Jeudi 9 juin 2016, 14 h, (salle 1116 du pavillon Paul-Comtois)

PRÉSIDENT

Monsieur Victor THIBAUDEAU
Faculté de philosophie, Université Laval

EXAMINATEURS

Monsieur Thomas DE KONINCK, directeur de thèse
Faculté de philosophie, Université Laval

Madame Mireille LAVOIE, examinatrice
Faculté des sciences infirmières, Université Laval

Monsieur Jacques RICOT, examinateur
Département de philosophie, Université de Nantes

Madame Gaëlle FIASSE, examinatrice externe
Département de philosophie, Université McGill

Résumé

Notre recherche explore quelques moments forts des métamorphoses du rapport politique à la mortalité sous examen des thèmes de l’interdit, de la dignité, de l’autonomie et de l’altérité. Nous dégageons des ancrages propices à nourrir la pensée actuelle en médecine palliative. Ainsi, nous livrons une enquête philosophique, appréciant pour nous Occidentaux, les influences marquantes des pensées gréco-romaine, chrétienne et moderne. Ces bases, édifiant notre monde politique, ont suscité l’émergence de la médecine palliative. C’est pourquoi, nous tentons de caractériser et de comprendre les problématiques nouvelles, dans leurs aspects politique et éthique, envisagées à l’aune des formes contemporaines d’accompagnement des mourants. Notre effort tente de discerner les aspirations et les impasses.

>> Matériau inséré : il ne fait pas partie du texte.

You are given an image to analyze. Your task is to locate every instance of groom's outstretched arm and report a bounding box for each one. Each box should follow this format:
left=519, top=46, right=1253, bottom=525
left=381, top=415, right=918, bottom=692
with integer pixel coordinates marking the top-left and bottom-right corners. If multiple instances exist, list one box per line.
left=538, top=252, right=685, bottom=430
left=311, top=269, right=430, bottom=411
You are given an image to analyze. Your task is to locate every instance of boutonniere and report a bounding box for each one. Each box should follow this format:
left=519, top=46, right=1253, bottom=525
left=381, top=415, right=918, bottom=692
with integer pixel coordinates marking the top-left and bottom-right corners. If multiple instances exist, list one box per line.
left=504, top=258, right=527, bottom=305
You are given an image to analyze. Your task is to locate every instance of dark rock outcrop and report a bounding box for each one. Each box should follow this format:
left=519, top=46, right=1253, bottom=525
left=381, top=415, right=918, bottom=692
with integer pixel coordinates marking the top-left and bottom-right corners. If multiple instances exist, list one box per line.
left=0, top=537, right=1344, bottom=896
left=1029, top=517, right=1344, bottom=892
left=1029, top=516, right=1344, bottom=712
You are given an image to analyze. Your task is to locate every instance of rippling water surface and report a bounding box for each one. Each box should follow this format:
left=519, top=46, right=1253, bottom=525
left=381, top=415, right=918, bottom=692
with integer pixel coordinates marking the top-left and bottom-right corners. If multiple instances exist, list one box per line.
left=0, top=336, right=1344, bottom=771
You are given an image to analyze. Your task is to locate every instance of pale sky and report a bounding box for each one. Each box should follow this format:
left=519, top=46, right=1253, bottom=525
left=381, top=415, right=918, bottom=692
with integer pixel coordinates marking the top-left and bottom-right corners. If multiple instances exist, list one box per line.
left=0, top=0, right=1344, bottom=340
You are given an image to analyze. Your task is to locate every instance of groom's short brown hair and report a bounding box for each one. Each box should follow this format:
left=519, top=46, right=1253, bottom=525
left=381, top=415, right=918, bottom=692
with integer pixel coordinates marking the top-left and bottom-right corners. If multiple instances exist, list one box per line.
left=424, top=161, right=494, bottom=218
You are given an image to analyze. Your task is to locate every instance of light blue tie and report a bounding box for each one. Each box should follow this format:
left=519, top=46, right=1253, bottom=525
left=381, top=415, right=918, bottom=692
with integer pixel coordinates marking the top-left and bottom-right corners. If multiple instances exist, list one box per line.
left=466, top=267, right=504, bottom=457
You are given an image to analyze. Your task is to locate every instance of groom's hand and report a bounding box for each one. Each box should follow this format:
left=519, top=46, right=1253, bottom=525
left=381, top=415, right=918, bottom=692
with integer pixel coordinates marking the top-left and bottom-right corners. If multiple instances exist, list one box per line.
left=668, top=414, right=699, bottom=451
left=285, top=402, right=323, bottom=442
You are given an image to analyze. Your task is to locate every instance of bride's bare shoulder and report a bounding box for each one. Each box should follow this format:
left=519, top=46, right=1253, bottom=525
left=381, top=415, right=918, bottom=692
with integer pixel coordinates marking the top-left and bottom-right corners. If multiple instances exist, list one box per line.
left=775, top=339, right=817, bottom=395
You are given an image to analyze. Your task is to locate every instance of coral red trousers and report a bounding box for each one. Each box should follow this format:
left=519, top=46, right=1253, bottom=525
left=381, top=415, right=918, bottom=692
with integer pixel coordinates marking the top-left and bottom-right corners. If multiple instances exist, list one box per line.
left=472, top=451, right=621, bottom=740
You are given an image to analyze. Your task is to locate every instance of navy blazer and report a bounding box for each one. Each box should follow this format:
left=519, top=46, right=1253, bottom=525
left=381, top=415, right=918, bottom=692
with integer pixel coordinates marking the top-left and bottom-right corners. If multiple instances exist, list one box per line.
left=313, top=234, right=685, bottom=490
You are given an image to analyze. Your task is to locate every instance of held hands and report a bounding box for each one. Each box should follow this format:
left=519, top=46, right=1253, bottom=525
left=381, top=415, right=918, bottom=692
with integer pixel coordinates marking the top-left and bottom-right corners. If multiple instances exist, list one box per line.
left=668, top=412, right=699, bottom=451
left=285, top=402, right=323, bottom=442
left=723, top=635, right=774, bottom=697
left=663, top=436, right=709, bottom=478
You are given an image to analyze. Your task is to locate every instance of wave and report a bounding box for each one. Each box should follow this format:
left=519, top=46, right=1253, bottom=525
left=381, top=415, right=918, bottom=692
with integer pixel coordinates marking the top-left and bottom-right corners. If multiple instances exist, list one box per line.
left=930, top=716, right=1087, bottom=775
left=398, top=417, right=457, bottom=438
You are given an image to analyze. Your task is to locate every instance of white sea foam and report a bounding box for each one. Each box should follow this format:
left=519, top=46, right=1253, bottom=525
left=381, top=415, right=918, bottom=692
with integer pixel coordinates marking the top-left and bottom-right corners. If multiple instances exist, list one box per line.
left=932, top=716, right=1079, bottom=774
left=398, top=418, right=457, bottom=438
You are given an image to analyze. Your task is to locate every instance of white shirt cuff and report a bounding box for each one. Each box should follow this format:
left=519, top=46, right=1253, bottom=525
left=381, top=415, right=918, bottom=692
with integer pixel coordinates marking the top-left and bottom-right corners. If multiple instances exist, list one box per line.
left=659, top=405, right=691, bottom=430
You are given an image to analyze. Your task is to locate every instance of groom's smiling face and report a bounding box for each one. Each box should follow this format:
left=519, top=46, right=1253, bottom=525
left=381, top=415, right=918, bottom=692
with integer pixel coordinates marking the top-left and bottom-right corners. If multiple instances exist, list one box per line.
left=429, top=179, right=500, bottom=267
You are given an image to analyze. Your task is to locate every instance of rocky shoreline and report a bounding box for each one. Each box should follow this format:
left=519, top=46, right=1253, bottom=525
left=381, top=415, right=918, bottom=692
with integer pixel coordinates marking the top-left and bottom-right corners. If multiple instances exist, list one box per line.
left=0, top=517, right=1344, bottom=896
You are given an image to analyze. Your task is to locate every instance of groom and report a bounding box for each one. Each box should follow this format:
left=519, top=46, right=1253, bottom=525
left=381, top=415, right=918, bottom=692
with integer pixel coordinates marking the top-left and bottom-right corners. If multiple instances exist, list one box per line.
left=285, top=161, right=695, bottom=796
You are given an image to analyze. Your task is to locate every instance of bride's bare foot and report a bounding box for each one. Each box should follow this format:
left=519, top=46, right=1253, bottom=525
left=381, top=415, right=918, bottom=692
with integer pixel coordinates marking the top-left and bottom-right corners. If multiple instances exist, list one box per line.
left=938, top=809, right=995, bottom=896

L’étude de la métamorphose des repères fait ressortir une dissociation accentuée au fil du temps. En effet, au fur et à mesure, notre entreprise d’interprétation du fondement de ces questions politiques dévoilait : une reconnaissance universelle de l’interdit de d’homicide, mais accusant une perte du lien moral au profit d’une visée amorale ; un aval unanime du respect de la dignité, mais manifestant une confusion et une division ostensible entre conceptions intrinsèque et extrinsèque ; une affirmation péremptoire de l’autonomie, mais avec une distanciation marquée au regard de la façon d’envisager la part de l’autre ; une déclinaison de liens humains reconnus de tous, mais exacerbés dans une tension artificielle entre individualisme et altruisme. Au surplus, en constatant la distance et la dislocation entre le public et le privé, entre la réclamation de fraternité et la recherche d’amicalité signifiante, nous avons envisagé la communauté palliative comme un lieu de résistance à cette décomposition menaçante au sein de la communauté politique. À terme de l’analyse, nous avons fondé les concepts « d’allonomie » et de « suspension éthique ». Il s’agit de contributions originales destinées à donner à la philosophie toute sa dimension sapientielle au service de l’accompagnement palliatif.